Le renversement de la direction d'Eurotunnel est historique. Ce putsch atteste du pouvoir dont disposent les investisseurs individuels. Les assemblées générales ne sont plus de simples chambres d'enregistrement.

Certes, la structure atypique de l'actionnariat d'Eurotunnel a facilité cette rébellion. Les petits porteurs sont en effet largement majoritaires dans le capital de l'entreprise. Ils ont prouvé toutefois leur capacité à s'organiser pour défendre les droits d'investisseurs trop souvent silencieux.

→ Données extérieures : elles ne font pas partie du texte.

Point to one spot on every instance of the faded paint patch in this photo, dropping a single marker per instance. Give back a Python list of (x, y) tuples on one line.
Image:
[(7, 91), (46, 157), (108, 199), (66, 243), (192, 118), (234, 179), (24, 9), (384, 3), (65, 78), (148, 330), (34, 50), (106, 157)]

Ce signal fort arrive quelques semaines après le vote de défiance adressé au patron de Disney. 43% des investisseurs (individuels et institutionnels dans ce cas) ont refusé en assemblée générale de renouveler leur confiance à Michael Eisner. L'homme n'est plus président du conseil d'administration, et sa position à la direction du groupe n'est pas des plus confortables. Moment important dans l'histoire de Wall Street.

Le coup de force de mercredi poussera à d'autres actions communes de ce côté-ci de l'Atlantique. Même si la révolte des actionnaires d'Eurotunnel est en partie discréditée par le passé sulfureux de certains de ses meneurs, la démocratie actionnariale avance. Contrepoids nécessaire au bon fonctionnement des entreprises.